Hallucination Root-Cause Analysis¶

Move from detective to prescriptive: where the mechanistic interpretability attributor (ReDeEP) says which layers and attention heads produced a hallucination signal, the root-cause analyzer says why and what to fix — classifying the dominant failure mode and emitting targeted fine-tuning recommendations that can feed the Customer Model Factory.

Failure modes¶

Cause	Mechanistic signature	Prescription
`parametric_knowledge_override`	A Knowledge-FFN layer with high `ffn_knowledge` and low `external_attention`	Fine-tune to down-weight parametric recall, up-weight retrieved context
`attention_ignores_evidence`	Low `external_attention` without strong parametric recall	Add retrieval-grounding training examples
`underactive_copying_heads`	Copying-Heads with low `copying_score`	Train on copy-from-context exemplars

Quick start¶

from director_ai import ProductionGuard
from director_ai.core.config import DirectorConfig

guard = ProductionGuard(DirectorConfig())

# `report` is a MechanisticAttributionReport from the ReDeEP attributor.
diagnosis = guard.root_cause_analyzer.diagnose(report)

print(diagnosis.dominant_cause)        # e.g. "parametric_knowledge_override"
print(diagnosis.implicated_layers)     # e.g. (18, 19, 20)
for rec in diagnosis.recommendations:
    print(rec.cause, "→", rec.action, rec.targets)

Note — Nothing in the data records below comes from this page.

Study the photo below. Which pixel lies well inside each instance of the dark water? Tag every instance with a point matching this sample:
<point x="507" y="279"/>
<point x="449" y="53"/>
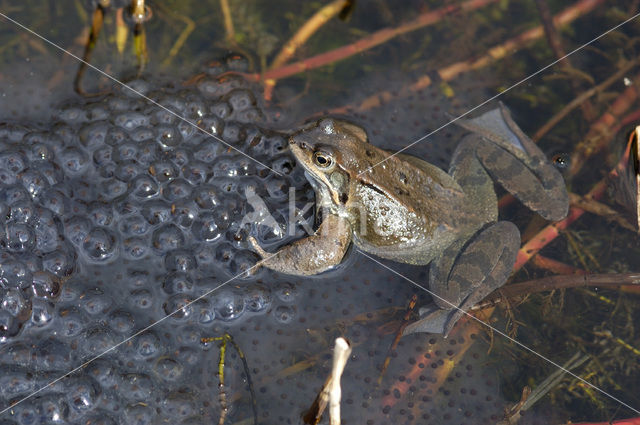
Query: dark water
<point x="117" y="214"/>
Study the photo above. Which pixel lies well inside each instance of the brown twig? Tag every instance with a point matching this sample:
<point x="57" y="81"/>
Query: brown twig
<point x="228" y="22"/>
<point x="601" y="132"/>
<point x="96" y="27"/>
<point x="629" y="282"/>
<point x="553" y="38"/>
<point x="494" y="54"/>
<point x="321" y="17"/>
<point x="369" y="42"/>
<point x="317" y="21"/>
<point x="582" y="98"/>
<point x="396" y="341"/>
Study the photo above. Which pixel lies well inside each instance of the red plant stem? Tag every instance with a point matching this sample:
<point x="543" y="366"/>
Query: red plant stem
<point x="630" y="421"/>
<point x="494" y="54"/>
<point x="550" y="232"/>
<point x="366" y="43"/>
<point x="601" y="131"/>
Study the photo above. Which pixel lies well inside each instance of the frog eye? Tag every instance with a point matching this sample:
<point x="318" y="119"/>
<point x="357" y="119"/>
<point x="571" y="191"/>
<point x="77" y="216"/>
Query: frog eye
<point x="322" y="159"/>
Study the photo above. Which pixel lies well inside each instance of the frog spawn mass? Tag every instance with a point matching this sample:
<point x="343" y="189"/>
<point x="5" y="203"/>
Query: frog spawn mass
<point x="118" y="213"/>
<point x="114" y="216"/>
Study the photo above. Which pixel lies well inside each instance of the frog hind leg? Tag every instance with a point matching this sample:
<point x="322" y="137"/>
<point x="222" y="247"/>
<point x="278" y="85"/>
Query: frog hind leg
<point x="314" y="254"/>
<point x="514" y="161"/>
<point x="482" y="266"/>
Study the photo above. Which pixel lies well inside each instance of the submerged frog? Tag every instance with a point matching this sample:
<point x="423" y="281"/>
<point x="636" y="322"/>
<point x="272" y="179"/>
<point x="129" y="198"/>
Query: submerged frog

diagnose() returns a RootCauseDiagnosis with the dominant_cause, all detected causes, per-cause Recommendations (cause, action, targets like ffn_layer:18 / head:5.2), and the implicated_layers / implicated_heads. When the report is not a hallucination the dominant cause is no_hallucination with no recommendations.

Tenant safety¶

The diagnosis is computed from the attribution report alone — no model access and no prompt/response text. to_dict() carries only component indices, scores, and recommendations, so it is safe to log and to attach to audit records.

Tuning¶

from director_ai.core.interpretability import HallucinationRootCauseAnalyzer

analyzer = HallucinationRootCauseAnalyzer(
    parametric_knowledge_threshold=0.5,   # FFN knowledge at/above → strong recall
    low_attention_threshold=0.3,          # external attention at/below → ignoring evidence
    low_copying_threshold=0.3,            # copying score at/below → weak copying head
)

Notes¶

Pure deterministic analysis over the attribution report; no ML stack required (the report's signals come from the ReDeEP ActivationProvider, which a real deployment backs with transformer activations/attention).
The recommendations are designed to be consumed by a targeted fine-tuning pipeline (Customer Model Factory), closing the loop from detection to repair.